Les plus grandes espérances étaient fondées sur la coopération de la flotte française. Le 8 août, l’armée américaine s’était portée à Howland’s-Ferry, tandis que notre escadre forçait le passage entre Rhode-Island et Connecticut. La droite, composée de 5,000 miliciens et de 1,000 continentaux, était commandée par La Fayette. La nuit du 8 au 9, les Anglais évacuèrent le nord de l’île et se renfermèrent dans les fortifications de Newport. « Le soir de notre arrivée[1], la flotte anglaise parut devant la passe avec tous les vaisseaux que lord Howe avait pu ramasser et 4,000 hommes de renfort. Heureusement que le lendemain matin le vent du nord souffla, et la flotte française, passant fièrement sous le feu le plus vif des batteries, auxquelles elle répondit de ses bordées, alla accepter la bataille que lord Howe avait l’air de lui proposer. L’amiral anglais coupa sur-le-champ ses câbles et s’enfuit à toutes voiles, poursuivi vivement par tous nos vaisseaux, l’amiral en tête. Ce spectacle se donnait par le plus beau temps du monde, à la vue des armées anglaise et américaine. Je n’ai jamais été si fier que ce jour-là. C’est le lendemain, — au moment que la victoire allait se compléter, que les canons du Languedoc portaient sur la flotte anglaise, — qu’un coup de vent, suivi d’un orage affreux, sépara et dispersa les vaisseaux français. Le Languedoc et le Marseillais furent démâtés, le César perdu pour quelque temps; il n’y avait plus moyen de retrouver la flotte anglaise. M. d’Estaing revint à Rhode-Island, y resta deux jours, en cas que le général Sullivan voulût se retirer, et puis relâcha à Boston. »
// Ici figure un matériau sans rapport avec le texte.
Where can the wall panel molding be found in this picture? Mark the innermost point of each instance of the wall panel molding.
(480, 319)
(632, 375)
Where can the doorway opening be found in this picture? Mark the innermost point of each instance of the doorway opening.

C’est ce départ précipité pour Boston qui faillit tout compromettre[2]. Au départ de la flotte, l’affliction, l’indignation furent générales. La perte des espérances, l’embarras de la position, tout irritait les milices, dont le mécontentement fut contagieux. Déjà le peuple, à Boston, parlait de refuser son port; les généraux rédigèrent une protestation que La Fayette refusa de signer. Emporté par la passion, Sullivan mit à l’ordre de l’armée « que nos alliés nous avaient abandonnés. » La Fayette se rendit chez Sullivan et exigea que l’ordre du matin fût rétracté dans celui du soir. Plutôt que de suivre le torrent de l’opinion, il risqua sa popularité.

  1. Voir lettre au duc d’Ayen.
  2. Mémoires de ma main, p 57.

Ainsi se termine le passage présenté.